With a haul of $45 million, it's being billed as possibly the biggest cyber-heist in history. But in reality, experts and authorities say, it was thousands of small but highly coordinated thefts.
As we reported on Thursday, federal prosecutors charged eight people with being the just New York cell of an operation that allegedly encompassed criminal cohorts in 26 countries.
The scheme, according to prosecutors, involved basically two parts:
First, hackers gained access to bank computers and downloaded prepaid debit card data while erasing their withdrawal limits.
Second, they passed the data to numerous "cashers" who cloned the cards and got to work withdrawing millions of dollars from ATMs.
Neither of those things by themselves is terribly unusual, but put them together and it's not quite so common, says Chuck Somers, vice president of core systems and ATM security at Diebold.
For instance, little more than a year ago, Visa and Mastercard were hacked, compromising up to 3 million accounts, Somers points out.
"It's quite possible that these hacks may have been inside jobs," says John Trobough, president of Narus, which handles cybersecurity for governments and commercial enterprises. It could be current or former employees, he says.
As for reproducing debit cards? It's just one component of so-called "skimming," devices are illegally attached to ATM card readers to record the information stored on the magnetic stripe. The cards are then duplicated.
"On a smaller scale, that's so common nowadays that it's barely newsworthy," Somers says.
"Most magnetic stripe cards can be converted to function as ATM cards because the format is an industry standard," says Trobough. "For example, you can use a hotel key as an ATM card if it is properly re-coded."

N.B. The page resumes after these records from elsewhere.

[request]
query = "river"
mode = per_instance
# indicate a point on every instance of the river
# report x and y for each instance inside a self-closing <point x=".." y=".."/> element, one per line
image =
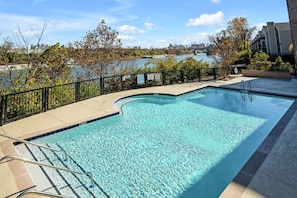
<point x="139" y="63"/>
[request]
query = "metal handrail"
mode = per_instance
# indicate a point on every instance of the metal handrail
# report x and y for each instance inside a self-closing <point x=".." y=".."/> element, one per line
<point x="50" y="166"/>
<point x="39" y="193"/>
<point x="34" y="144"/>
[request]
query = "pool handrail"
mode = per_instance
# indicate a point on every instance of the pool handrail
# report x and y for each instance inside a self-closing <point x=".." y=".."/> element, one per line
<point x="89" y="174"/>
<point x="34" y="144"/>
<point x="46" y="194"/>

What's arguably more astounding than accomplishing both the hack and the cloning, is the coordination and the apparent clockwork precision with which the operation was carried out once thieves had cloned the cards.
According to the federal indictment, on one occasion the eight individuals in the New York cell siphoned "at least $2.8 million from more than 750 ATMs in 2.5 hours."
Let's do the math: If all eight were working together, they would have had to hit "at least" one ATM every 96 seconds, averaging $2,333 per withdrawal.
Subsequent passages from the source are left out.